I’ve been thinking about the tradeoff between speed, simplicity and generality. I tentatively think that there’s some sort of pareto optimal relationship between speed, simplicity and generality. I think the key is to view a given program as representing an implicit encoding of the distribution of inputs that the program correctly decides. As the program generalizes, its distribution of correctly decided inputs expands. As the program becomes simpler, its capacity to specify an efficient encoding decreases. Both these factors point towards the program taking longer to execute on randomly sampled inputs from its input distribution.
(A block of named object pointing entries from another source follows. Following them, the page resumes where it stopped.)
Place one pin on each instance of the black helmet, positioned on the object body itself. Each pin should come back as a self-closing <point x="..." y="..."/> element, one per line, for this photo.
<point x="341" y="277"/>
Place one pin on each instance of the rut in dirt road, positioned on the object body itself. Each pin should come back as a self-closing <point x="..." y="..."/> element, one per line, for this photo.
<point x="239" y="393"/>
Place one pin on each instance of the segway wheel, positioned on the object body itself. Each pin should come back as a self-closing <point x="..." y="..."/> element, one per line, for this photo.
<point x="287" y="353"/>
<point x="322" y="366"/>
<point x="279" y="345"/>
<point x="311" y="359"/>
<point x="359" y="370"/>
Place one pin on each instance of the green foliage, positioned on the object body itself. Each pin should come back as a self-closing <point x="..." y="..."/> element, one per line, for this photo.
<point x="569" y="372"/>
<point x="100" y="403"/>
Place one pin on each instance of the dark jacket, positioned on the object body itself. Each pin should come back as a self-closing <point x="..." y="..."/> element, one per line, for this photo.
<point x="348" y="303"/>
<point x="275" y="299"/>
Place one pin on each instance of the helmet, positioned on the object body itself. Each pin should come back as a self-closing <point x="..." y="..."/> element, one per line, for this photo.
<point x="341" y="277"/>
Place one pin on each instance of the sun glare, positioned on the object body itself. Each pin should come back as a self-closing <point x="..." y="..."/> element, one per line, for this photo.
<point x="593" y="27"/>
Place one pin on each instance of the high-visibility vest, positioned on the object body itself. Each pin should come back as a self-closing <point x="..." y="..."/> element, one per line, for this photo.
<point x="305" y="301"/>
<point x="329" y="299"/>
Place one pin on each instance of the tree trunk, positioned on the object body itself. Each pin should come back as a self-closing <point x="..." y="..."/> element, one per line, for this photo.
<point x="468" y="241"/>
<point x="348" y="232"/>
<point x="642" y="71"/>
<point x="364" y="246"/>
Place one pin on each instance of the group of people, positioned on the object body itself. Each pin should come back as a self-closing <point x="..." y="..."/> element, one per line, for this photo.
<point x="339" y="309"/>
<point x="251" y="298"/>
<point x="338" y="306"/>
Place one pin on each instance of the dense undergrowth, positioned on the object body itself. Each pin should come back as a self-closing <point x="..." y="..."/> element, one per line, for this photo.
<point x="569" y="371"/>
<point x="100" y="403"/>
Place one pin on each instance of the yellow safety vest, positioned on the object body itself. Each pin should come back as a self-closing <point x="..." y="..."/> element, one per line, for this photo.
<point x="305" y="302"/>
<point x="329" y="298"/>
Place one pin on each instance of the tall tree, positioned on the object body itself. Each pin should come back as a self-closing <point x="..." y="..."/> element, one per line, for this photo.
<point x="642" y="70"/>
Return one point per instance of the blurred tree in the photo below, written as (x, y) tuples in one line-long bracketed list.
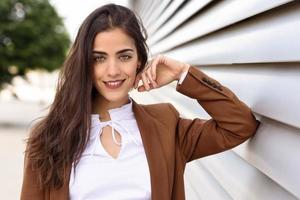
[(32, 36)]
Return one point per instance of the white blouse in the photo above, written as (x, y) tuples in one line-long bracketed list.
[(100, 176)]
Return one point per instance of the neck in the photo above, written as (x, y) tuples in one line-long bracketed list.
[(102, 105)]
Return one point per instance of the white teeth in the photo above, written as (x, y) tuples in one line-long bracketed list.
[(113, 83)]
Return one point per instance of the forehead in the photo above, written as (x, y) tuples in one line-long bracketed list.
[(113, 39)]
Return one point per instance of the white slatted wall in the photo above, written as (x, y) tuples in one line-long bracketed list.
[(253, 47)]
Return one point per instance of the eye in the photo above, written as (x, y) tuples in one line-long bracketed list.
[(125, 57), (99, 59)]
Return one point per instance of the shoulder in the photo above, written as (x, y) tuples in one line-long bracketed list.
[(160, 110)]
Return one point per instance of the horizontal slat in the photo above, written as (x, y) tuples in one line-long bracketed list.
[(161, 6), (183, 14), (241, 180), (275, 151), (269, 89), (166, 14), (272, 37), (221, 15), (149, 10)]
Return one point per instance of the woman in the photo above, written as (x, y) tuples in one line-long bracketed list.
[(98, 143)]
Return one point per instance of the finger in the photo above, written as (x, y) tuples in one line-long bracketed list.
[(141, 88), (137, 80), (155, 62), (149, 77), (145, 81), (153, 72)]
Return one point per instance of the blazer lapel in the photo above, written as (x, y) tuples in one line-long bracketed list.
[(149, 129)]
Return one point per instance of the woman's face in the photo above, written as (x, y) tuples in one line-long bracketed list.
[(115, 64)]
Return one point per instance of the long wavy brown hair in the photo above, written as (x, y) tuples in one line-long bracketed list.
[(59, 139)]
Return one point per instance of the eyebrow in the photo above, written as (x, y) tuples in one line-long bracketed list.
[(118, 52)]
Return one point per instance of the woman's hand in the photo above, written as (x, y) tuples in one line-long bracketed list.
[(159, 72)]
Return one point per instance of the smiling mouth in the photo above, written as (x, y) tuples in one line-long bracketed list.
[(114, 84)]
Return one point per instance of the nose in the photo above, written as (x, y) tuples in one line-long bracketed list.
[(113, 68)]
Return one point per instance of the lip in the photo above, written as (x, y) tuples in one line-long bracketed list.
[(114, 84)]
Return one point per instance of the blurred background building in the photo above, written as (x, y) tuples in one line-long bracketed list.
[(251, 46)]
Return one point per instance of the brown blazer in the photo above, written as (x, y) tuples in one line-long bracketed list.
[(171, 141)]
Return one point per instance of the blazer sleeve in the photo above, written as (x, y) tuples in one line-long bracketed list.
[(231, 124)]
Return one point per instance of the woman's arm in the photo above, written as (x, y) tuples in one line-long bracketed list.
[(231, 124), (232, 121)]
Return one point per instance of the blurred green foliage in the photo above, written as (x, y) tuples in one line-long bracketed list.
[(32, 36)]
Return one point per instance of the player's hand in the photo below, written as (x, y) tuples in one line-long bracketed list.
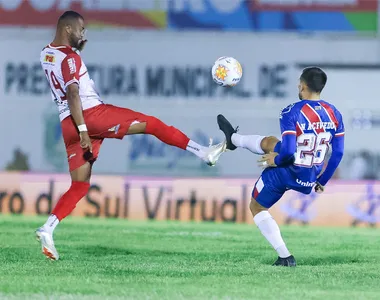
[(319, 188), (82, 44), (267, 160), (85, 141)]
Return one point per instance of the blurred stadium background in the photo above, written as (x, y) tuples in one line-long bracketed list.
[(155, 56)]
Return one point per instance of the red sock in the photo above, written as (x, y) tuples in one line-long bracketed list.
[(167, 134), (69, 200)]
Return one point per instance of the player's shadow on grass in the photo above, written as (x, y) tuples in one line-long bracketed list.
[(103, 251), (106, 251), (330, 260)]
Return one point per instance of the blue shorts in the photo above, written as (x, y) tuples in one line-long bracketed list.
[(274, 182)]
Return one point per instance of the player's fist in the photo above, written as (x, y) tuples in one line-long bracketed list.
[(85, 141), (319, 188), (267, 160)]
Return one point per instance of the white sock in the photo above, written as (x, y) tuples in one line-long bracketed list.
[(51, 223), (271, 232), (197, 149), (250, 142)]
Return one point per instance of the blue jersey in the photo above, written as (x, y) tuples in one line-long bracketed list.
[(309, 128)]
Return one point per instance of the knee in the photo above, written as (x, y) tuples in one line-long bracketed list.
[(255, 207), (268, 143)]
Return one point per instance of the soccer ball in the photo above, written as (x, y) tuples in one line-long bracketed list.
[(226, 71)]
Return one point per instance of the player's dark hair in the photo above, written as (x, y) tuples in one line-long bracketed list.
[(315, 79), (68, 16)]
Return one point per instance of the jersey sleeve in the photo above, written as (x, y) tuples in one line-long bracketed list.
[(340, 127), (287, 121), (70, 69), (288, 132)]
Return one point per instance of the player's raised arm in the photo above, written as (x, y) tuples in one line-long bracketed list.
[(336, 155), (289, 138), (70, 71)]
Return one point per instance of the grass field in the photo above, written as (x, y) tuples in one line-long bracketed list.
[(118, 259)]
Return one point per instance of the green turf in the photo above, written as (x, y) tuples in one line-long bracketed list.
[(118, 259)]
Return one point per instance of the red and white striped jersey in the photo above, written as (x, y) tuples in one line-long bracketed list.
[(63, 66)]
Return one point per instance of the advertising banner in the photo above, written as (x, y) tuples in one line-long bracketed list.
[(221, 15), (189, 199), (275, 15)]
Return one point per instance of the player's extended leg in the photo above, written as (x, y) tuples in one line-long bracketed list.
[(255, 143), (80, 179), (174, 137), (267, 191), (270, 230)]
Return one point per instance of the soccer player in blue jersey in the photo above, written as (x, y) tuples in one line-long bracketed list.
[(309, 128)]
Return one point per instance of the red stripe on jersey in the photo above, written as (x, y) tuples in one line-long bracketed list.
[(313, 117), (299, 130), (330, 113), (71, 67)]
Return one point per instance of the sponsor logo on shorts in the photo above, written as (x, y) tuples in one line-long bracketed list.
[(305, 183), (72, 66), (115, 128), (49, 58)]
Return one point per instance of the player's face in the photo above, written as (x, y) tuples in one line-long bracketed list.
[(76, 33)]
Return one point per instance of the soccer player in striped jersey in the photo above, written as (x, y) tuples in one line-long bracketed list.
[(309, 128)]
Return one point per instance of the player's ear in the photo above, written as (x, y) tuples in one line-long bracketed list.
[(68, 28)]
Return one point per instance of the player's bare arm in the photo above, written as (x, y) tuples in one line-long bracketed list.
[(75, 107)]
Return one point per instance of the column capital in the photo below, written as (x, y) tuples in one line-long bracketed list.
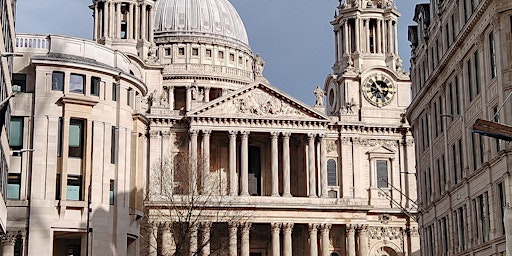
[(313, 228)]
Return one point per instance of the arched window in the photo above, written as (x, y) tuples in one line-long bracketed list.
[(332, 177)]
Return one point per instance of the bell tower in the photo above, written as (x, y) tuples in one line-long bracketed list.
[(367, 83), (125, 25)]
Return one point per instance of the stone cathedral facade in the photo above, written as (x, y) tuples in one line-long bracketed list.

You can see a presentation about my current intuitions which I prepared for my PhD advisor: https://docs.google.com/presentation/d/1JG9LYG6pDt7T6WcU9vpU6pqwSR5xjcaEJmKAudRtNPs/edit?usp=sharing
I hope to have a full write up once I’m more certain about how to think about these the arguments in the presentation. I’m pretty unsure about this line of thought, but I think it might be moving towards some pretty important insights regarding simplicity vs speed vs generality. I’d be happy for any feedback you have!
One thing I feel pretty confidant about is that pure speed prior does not generalize (like at all). I think it just gives you a binary search tree lookup table containing only your training data.
I certainly agree that the most extreme version of the speed prior is degenerate—but given that you need to trade off speed and complexity under a finite compute budget, the simplest-yet-slow algorithm will often perform much worse than a slightly-more-complicated-yet-faster algorithm.
For example, consider the fact that reasoning abstractly about how to play Go is a lot worse than learning really good heuristics for playing Go. Those heuristics are indeed kind of a step towards a “lookup table”—but that’s ok sometimes, given that thinking forever (e.g. heuristic-free MCTS) will find much worse solutions in a given time budget.
You might already know this, but the idea of perfect generality on arbitrary tasks seems like you’re basically asking for Solomonoff induction—in which case you might reformulate your point as saying “the longer you run Solomonoff induction, the more general the class of problems you can solve”. I think this is true in the limit, but for any finite-complexity distribution of training environments, you do eventually hit diminishing returns from running your Solomonoff inductor for longer.
I think there’s a continuum of speed vs generality. You can add more complexity to improve speed, but it comes at the cost of generality (assuming all algorithms are implemented in an equally efficient manner).
Given a finite compute budget, it’s definitely possible to choose an algorithm that’s more general than your budget can afford. In that case, you hit under fitting issues. Then, you can find a more complex algorithm that’s more specialized to the specific distribution you’re trying to model. Such an algorithm is faster to run on your training distribution but is less likely to generalize to other distributions.
The overall point of the presentation is that such a tendency isn’t just some empirical pattern that we can only count on for algorithms developed by humans. It derives from an information-theoretic perspective on the relation between algorithmic complexity, runtime and input space complexity.
Edit: to clarify an implicit assumption in my presentation, I’m assuming all algorithms are run for as long as needed to correctly decide all inputs. The analysis focuses on how the runtime changes as the simplicity increases and the input space widens.
This is an interesting subject. I think that the average slope of the speed-simplicity frontier might give a good measure of the complexity of an object, specifically of the number of layers of emergent behavior that the object exhibits.